Rapport de l’ONU : l’idéologie du genre nuit aux femmes

D’après un article de Michael Higgins publié dans le National Post le 25 juillet 2025

Alors que nombre de pays commencent à remettre en question les excès de l’idéologie woke, le Canada, fidèle à lui-même, persiste à en épouser les dogmes au détriment, selon certains, de la vérité scientifique et des droits fondamentaux des femmes. C’est ce que déplore Michael Higgins dans un article tranchant publié dans le National Post, s’appuyant notamment sur un récent rapport des Nations Unies.

Michael Higgins rapporte que Reem Alsalem, rapporteuse spéciale de l’ONU sur la violence à l’égard des femmes et des filles, a récemment sonné l’alarme devant l’effacement croissant de la catégorie juridique et biologique des femmes. « Je n’aurais jamais imaginé devoir rédiger un rapport pour affirmer que les mots “femmes” et “filles” renvoient à des catégories biologiques et juridiques distinctes », a-t-elle déclaré devant l’assemblée onusienne.

L’auteure du rapport exprime son inquiétude face à une offensive idéologique internationale qui vise à découpler la définition de l’homme et de la femme de leur sexe biologique. Selon elle, cette tendance compromet gravement l’égalité réelle entre les sexes. Higgins cite Alsalem affirmant que « les conséquences de ce mépris flagrant pour la réalité matérielle du sexe ont été dévastatrices », évoquant notamment la fragilisation de la protection des mères, des lesbiennes, et des filles en situation de dysphorie de genre.

Michael Higgins souligne que l’idéologie du genre repose en grande partie sur des stéréotypes sexistes que le féminisme s’efforçait jusqu’ici de déconstruire. Alsalem note en effet que le concept d’« expression de genre » perpétue souvent des normes sur la manière dont une femme devrait s’habiller ou se comporter, renforçant ainsi les clichés au lieu de les combattre.

Le journaliste rapporte aussi les propos de la rapporteuse dénonçant une forme « d’inclusion coercitive », où l’on exige des femmes qu’elles renoncent à leur reconnaissance et leur protection au profit d’une idéologie floue et fluctuante. Cette pression s’accompagne, selon elle, d’une réduction des femmes à leur apparence et à leur habillement, au mépris de la réalité biologique.

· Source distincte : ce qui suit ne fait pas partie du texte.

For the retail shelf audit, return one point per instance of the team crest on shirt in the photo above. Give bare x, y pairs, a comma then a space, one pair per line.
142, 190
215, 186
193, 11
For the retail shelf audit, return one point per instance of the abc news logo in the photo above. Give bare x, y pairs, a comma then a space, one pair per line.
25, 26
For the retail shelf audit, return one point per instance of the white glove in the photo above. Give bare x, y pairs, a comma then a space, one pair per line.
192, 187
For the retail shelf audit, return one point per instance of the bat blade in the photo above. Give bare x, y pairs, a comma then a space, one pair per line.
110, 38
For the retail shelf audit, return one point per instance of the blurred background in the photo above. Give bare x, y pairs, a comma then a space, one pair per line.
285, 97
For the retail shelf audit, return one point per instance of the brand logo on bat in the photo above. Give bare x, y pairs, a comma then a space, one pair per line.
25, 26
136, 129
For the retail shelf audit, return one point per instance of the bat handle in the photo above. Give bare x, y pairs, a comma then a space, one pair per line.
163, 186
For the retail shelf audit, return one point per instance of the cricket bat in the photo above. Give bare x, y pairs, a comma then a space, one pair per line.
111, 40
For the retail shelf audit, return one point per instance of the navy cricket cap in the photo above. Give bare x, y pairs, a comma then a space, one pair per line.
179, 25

Higgins cite plusieurs passages du rapport, notamment l’affirmation que l’effacement du sexe biologique dans les politiques publiques rend plus difficile l’identification et la lutte contre les formes spécifiques d’oppression sexiste. Alsalem rappelle que de nombreuses femmes, scientifiques, médecins, militantes ou simples citoyennes, ont été ostracisées ou menacées pour avoir osé affirmer que le sexe est une réalité biologique et non une construction sociale.

Higgins donne l’exemple de l’infirmière britannique Sandie Peggie, suspendue après avoir protesté contre le comportement d’un médecin transgenre, ou encore celui d’Amy Hamm, chroniqueuse au National Post et infirmière au Canada, licenciée par l’autorité sanitaire de Vancouver en raison de ses opinions critiques sur l’idéologie du genre. Il précise que dans ces cas, ce sont des considérations politiques qui ont primé sur le bien-être des patientes.

Michael Higgins déplore que les femmes soient aujourd’hui sommées de taire leur vécu et leurs revendications pour ne pas heurter les sensibilités de certains groupes militants. Il conclut que si l’ONU permet à Reem Alsalem d’exprimer de telles vérités, d’autres femmes, elles, perdent leur emploi ou font l’objet de campagnes de haine pour avoir dit la même chose. À ses yeux, cela témoigne d’un abandon de la raison et d’une trahison à l’égard de la moitié de l’humanité.